Une nouvelle fois, je mis un petit temps avant d’essuyer ce nouvel affront.
- Pourquoi as-tu évoqué Ragnarok quand je t’ai dit que la lettre de Alaric était destinée à Sire Stephen ?
- Cette missive n’est pas qu’un parchemin noirci par de l’encre, a-t-il dit.
- Ah ouais ? Explique-toi, parce que moi, je suis perdu dans tout ça !
- Sir Stephen, ça cache bien son titre de Prince Noir, comme dans le monde d’où je viens. C’est un humain comme toi et moi, mais il est perfide et cruel, et c’est lui qui désire les pièces de paladin et les cristaux de vie et de pouvoir. Tu as déjà deux d’entre eux, mais il nous reste encore celui de Syrya et celui de Xyliade à récupérer. A nous deux, ça ne devrait pas poser trop de problèmes de se débarrasser des quelques gêneurs occasionnels.

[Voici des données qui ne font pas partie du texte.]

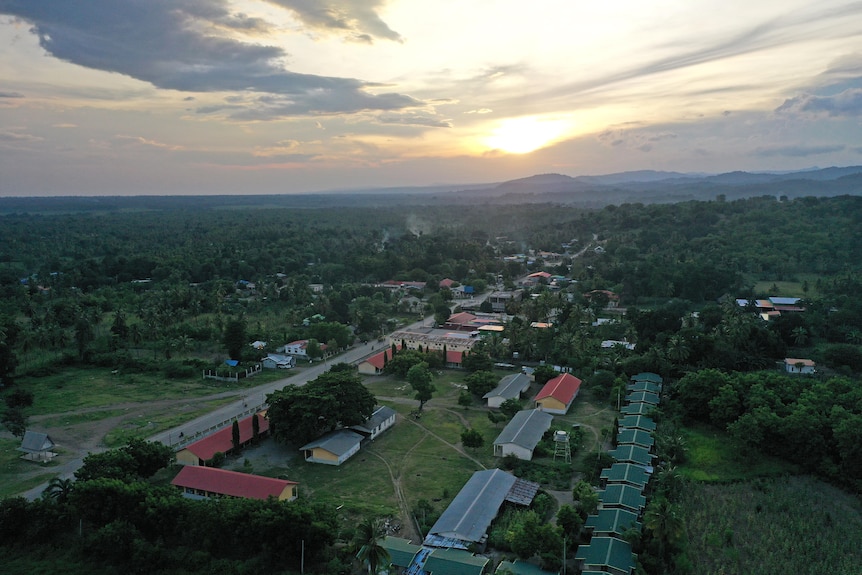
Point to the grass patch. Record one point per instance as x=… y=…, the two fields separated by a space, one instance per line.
x=771 y=526
x=711 y=457
x=148 y=424
x=17 y=475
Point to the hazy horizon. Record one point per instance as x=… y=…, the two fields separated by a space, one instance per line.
x=231 y=97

- J’espère que tu as raison…
Nous restâmes silencieux jusqu’à ce que l’église déjà lointaine d’Asgharia nous indique de ses cloches que nous étions à la première heure du jour. Nous nous sommes arrêtés et nous sommes adossés à nos montures pour dormir. Alors que je m’apprêtais à passer de réalité à rêve, Gauvain s’est mis à me parler dans le noir.
- Si tu savais à quel point tous mes amis me manquent, Asgheir… Tous ces chevaliers fiers et bienveillants, nos quêtes, nos banquets, nos rires… Et Arthur, Asgheir… tu lui ressembles dans ton caractère et dans ton style. Merlin et son infinie sagesse, Kai et ses railleries, Lancelot et sa perfection, Perceval et sa pureté… Gauvain et sa courtoisie…
Il avait fini sa phrase en reniflant puis en soupirant de nostalgie profonde. La pleine lune se pointa et éclaira la plaine d’une pale lumière boréale, me révélant le visage jeune de mon frère en train de scruter les étoiles.
- La Table Ronde, Asgheir… On va la refaire.
Je l’ai regardé fixement, et un sourire édenté illuminait son visage sombre.